Not an exaggeration? It’s a retarded exaggeration. Unless a doc is incredibly unproductive, no way in hell are they paying 60-75%. That’d be $300k+ for most docs. Ob/Gyn pay the most and self-insured group practices pay $70k/doc.
Self-insured OB/GYN group practices for a lot of jurisdictions DON'T have doctors pay just $70k for the coverage. The average premium for insurance coverage (not self-insured) for OB/GYN professionals in Florida and Nevada, for example, run from $85,000 per year up to $200,000 per year.
https://equotemd.com/blog/obgyn-medical-malpractice-insurance/
Self-insurance is designed to reduce overhead, but the undeniable fact is that when the self-insured provider is hit with a claim, the costs are extremely high - legal fees, expert fees, indemnity costs, etc. A self-insured provider could not get approval from the state's governing board with just $1 million in total payments for 15 doctors for a calendar year.
No state would let the provider be so underfunded. OB/GYN malpractice costs are so enormous due to the "date of discovery" rules, which mean that a "bad baby" case may not arise until 4 years after delivery, or 8, or maybe even 18 if the statute is tolled until the child turns 18.
So your fictional self-insurance premiums of a combined $1 million per annum for 15 OB/GYN physicians would cover claims over as much as 18 years? Yeah, right. One bad verdict - ONE - would bankrupt that fund several times over. One claim - not a bad verdict, but just ONE CLAIM - would barely be covered by that fund.
Jurisdictions differ, of course. For example, California's premiums are lower due to a law dubbed "MICRA," which limits emotional distress damages for any malpractice claim to $250,000. That limit has been in place for more than 40 years.
Further, do you have any clue as to how medical practices and hospitals currently keep their doors open? Private insurance, that's how. Practitioners can refuse Medicare patients (a lot do) or limit the number of Medicare patients they see (almost every standard-reimbursement provider in practice does so). They actually lose money on Medicare patients because the reimbursement is so low.
In August, I described hospital monopolies as “the most predatory force in our health-care system.” But perhaps I was being too hard on hospitals, because the biggest driver of hospitals’ predatory behavior is an even larger predator: the federal government.
The Medicare Payment Advisory Commission, or MedPAC, is an independent Congressional agency that advises Congress on Medicare-related issues. The Commission puts out two lengthy reports a year, one in March and one in June, describing its recommendations.
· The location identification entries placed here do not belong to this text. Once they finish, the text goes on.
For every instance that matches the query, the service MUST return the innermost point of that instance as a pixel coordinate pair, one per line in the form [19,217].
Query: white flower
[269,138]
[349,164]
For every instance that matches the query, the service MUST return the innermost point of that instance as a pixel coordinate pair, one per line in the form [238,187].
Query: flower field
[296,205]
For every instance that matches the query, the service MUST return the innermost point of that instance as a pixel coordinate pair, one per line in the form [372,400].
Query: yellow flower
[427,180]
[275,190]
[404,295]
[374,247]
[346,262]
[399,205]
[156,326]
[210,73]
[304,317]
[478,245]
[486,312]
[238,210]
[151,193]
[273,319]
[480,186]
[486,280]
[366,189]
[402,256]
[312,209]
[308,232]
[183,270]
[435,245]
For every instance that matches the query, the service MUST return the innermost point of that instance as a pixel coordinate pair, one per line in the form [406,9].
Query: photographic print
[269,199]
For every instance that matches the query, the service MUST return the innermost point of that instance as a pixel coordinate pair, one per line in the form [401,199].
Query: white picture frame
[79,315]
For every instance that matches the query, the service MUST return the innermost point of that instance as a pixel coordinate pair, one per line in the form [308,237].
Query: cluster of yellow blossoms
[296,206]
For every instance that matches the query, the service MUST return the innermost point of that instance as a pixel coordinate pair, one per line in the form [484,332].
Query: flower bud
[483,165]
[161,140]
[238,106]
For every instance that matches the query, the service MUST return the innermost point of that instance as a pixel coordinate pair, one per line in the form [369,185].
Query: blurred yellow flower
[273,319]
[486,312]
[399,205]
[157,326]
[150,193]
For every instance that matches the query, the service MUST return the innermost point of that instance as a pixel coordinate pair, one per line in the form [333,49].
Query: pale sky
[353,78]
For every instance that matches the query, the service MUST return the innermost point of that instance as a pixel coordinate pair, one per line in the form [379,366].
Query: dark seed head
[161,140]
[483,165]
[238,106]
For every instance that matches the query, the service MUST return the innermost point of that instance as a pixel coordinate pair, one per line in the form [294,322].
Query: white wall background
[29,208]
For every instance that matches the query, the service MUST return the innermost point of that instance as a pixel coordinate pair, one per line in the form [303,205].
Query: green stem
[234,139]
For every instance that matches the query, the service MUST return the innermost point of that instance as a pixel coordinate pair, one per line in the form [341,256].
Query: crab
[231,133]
Dan Diamond of California Healthline points us to an interesting factoid from the March 2011 MedPAC report: 64 percent of U.S. hospitals lose money, on average, treating Medicare patients.
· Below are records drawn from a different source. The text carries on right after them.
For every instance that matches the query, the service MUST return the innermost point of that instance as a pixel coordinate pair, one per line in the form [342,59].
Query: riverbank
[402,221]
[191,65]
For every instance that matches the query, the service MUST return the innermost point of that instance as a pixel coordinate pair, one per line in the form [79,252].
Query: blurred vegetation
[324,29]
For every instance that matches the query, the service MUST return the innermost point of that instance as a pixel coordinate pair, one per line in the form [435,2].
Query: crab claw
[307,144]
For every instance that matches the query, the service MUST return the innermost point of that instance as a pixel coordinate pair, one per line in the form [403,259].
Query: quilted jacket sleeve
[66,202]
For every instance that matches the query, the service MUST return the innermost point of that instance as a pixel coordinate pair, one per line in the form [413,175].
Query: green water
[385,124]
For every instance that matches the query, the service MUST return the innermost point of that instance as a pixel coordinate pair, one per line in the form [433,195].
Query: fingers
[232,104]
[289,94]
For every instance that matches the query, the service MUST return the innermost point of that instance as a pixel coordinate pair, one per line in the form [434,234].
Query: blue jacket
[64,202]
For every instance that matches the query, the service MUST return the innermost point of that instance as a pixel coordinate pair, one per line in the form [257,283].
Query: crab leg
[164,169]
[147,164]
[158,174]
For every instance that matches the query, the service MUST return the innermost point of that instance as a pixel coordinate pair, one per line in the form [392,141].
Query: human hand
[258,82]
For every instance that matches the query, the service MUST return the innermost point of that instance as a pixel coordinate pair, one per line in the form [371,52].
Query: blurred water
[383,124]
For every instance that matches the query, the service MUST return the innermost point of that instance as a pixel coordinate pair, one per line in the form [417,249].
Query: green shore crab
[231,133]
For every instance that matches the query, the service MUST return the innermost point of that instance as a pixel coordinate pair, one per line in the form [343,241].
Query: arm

https://www.forbes.com/sites/aroy/2...lose-money-on-medicare-patients/#6027c34021b8
A recent study published in the journal Health Affairs analyzed 2013 hospital income from patient care, omitting revenue from other sources such as student tuition, donations, and investments. Data were obtained from federal sources and included information from about 3,000 facilities, just under 60 percent of U.S. hospitals.
Fifty-five percent of hospitals lost money on each patient they served in 2013, according to the study. One-third of hospitals had net profit of less than $1,000 per discharged patient. Only 12 percent of the hospitals studied received net profits of more than $1,000 per patient when payments from insurers, government, and the patients themselves were included.
The Affordable Care Act’s influence on hospital mergers and acquisitions is contributing to a massive consolidation of multibillion-dollar integrated healthcare systems including hospitals, medical practices and clinics, and even health system-owned insurance companies. A one percent profit margin in a $5 billion healthcare system is $50 million, which is a lot of money. However, that same hospital system needs $1.2 billion, or the equivalent of 24 years of $50 million in annual profits left untouched, to maintain a 90-day cash reserve in its budget.
The study demonstrates that a few hospitals make significant profits from patient care, some make a little, and more than half actually lose money. Policy makers and advocates distracted by a few big numbers may cause a lot of damage to the majority of hospitals whose sustainability is at risk.
https://nonprofitquarterly.org/half-of-us-hospitals-lose-money-on-patient-care/
So the imbeciles touting "Medicare for all" and "single payer" are too ******* stupid to realize that Medicare is like the lazy, drunken brother who sits on the couch all day playing video games, while private insurance is the other brother goes to work, works 10 hours per day, pays the bills, and keeps the lights on. The idea that killing the working brother is a good idea is possible only for people dumb and lazy enough to be (D)imbo liars.